Nicholas Rink teaches at Buffalo Hide Academy, an alternative high school in Browning. He said graduation is an important milestone for his students.

“Graduating is like winning adolescence. It’s the goal line of youth. An accomplishment like that brings satisfaction and fulfillment. A diploma is also important in accessing economic power,” he said.

Angie Pepion, who teaches at KW-Vina school, knows first-hand the power of education. Pepion said her parents struggled with addiction, so it was up to her to go to school. She gave birth to her daughter when she was in high school. While she had hoped to earn a diploma, Pepion said as a teen mother, she just “couldn’t make it work.” Instead, she earned her GED and later took classes at Blackfeet Community College. Thanks to the two-plus-two program, a partnership with the tribal college and the University of Montana Western, Pepion was able to earn a bachelor’s degree in education.

“For me, education was such a blessing. It provides stability. And my experience is helpful because I use it to relate to my students’ families. I use what I went through to better serve my students,” she said.

Guardipee-Hall said the two-plus-two program has been instrumental in hiring and retaining teachers in the district. In 1992, she estimated about 10% of Browning Public Schools employees were Native American. In 2004, that number climbed to about 40%, and this year, Guardipee-Hall said 75% of district employees are Native.
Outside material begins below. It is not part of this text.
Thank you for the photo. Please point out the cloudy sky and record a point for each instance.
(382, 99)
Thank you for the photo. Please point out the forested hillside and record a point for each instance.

“It’s really great. We grow our own. These people know our community, they live here, and they want to stay here,” she said.

Browning Public Schools have seen other changes in recent years. The high school was recently renovated, including a new gym and turf football field, and KW-Vina Elementary will soon have an enclosed walkway to connect the campus. The district is also adopting project-based learning this year, where students will work on projects related to their interests every Friday.

“We’ve got a lot of great things going on here,” said Guardipee-Hall. “Like I said, every day is a prayer. I pray every day we will stay open and our community will be safe.”